Seattle Redevelops Container Terminal for Cruise Ships

   April 6, 2019 ,   Cruise Industry

The Northwest Seaport Alliance of Seattle and Tacoma authorized the building of a cruise terminal at Port Seattle's Terminal 46. The new agreement is part of the realignment of terminal infrastructure which is expected to allow Tacoma and Seattle to attract new business and boost container volumes.

The port of Seattle is already the busiest on the US West Coast. In 2017 the port broke the million-passenger mark and expects growth to continue. To make room, Seattle is seeking a private partner in order to redevelop Terminal 46 (currently a container facility operated by Total Terminals International (TTI) for cruise vessels.

Under the plan's terms, the current T-46 lease with TTI is due to terminate early, allowing containerized cargo to be shifted to Terminal 18. This will provide Port Seattle with enough room for a cruise ship berth on a 30-acre portion of T-46. 

The Terminal 46 site is just south of downtown Seattle and features about 3100 ft of berthing, 50 ft of depth and around 86 acres of land area.

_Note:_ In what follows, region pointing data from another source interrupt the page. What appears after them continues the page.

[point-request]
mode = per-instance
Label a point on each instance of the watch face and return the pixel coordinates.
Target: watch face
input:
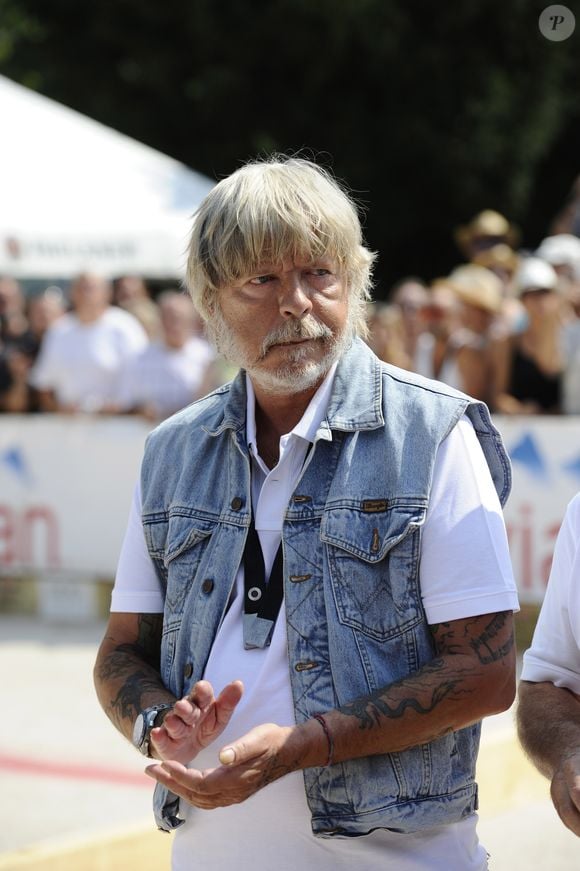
(139, 730)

Berth's northern portion will be available for cruise uses, of which the building of a 5,000-plus passenger terminal. The berth's south end will be used for breakbulk cargo. 

Port Seattle plans to compile a shortlist of promising private-sector partners for the new facility by May, and it expects to complete the selection process by 2019 fall. 

Port of Seattle (Washington)

The Northwest Seaport Alliance's board also agreed to US$315 million in funding for Terminal 5 redevelopment, bringing the total public investment to US$340 million. The new Terminal 5 will handle ultra-large container ships and is expected to result in 6,600 new direct jobs and over US$2 billion in business activity.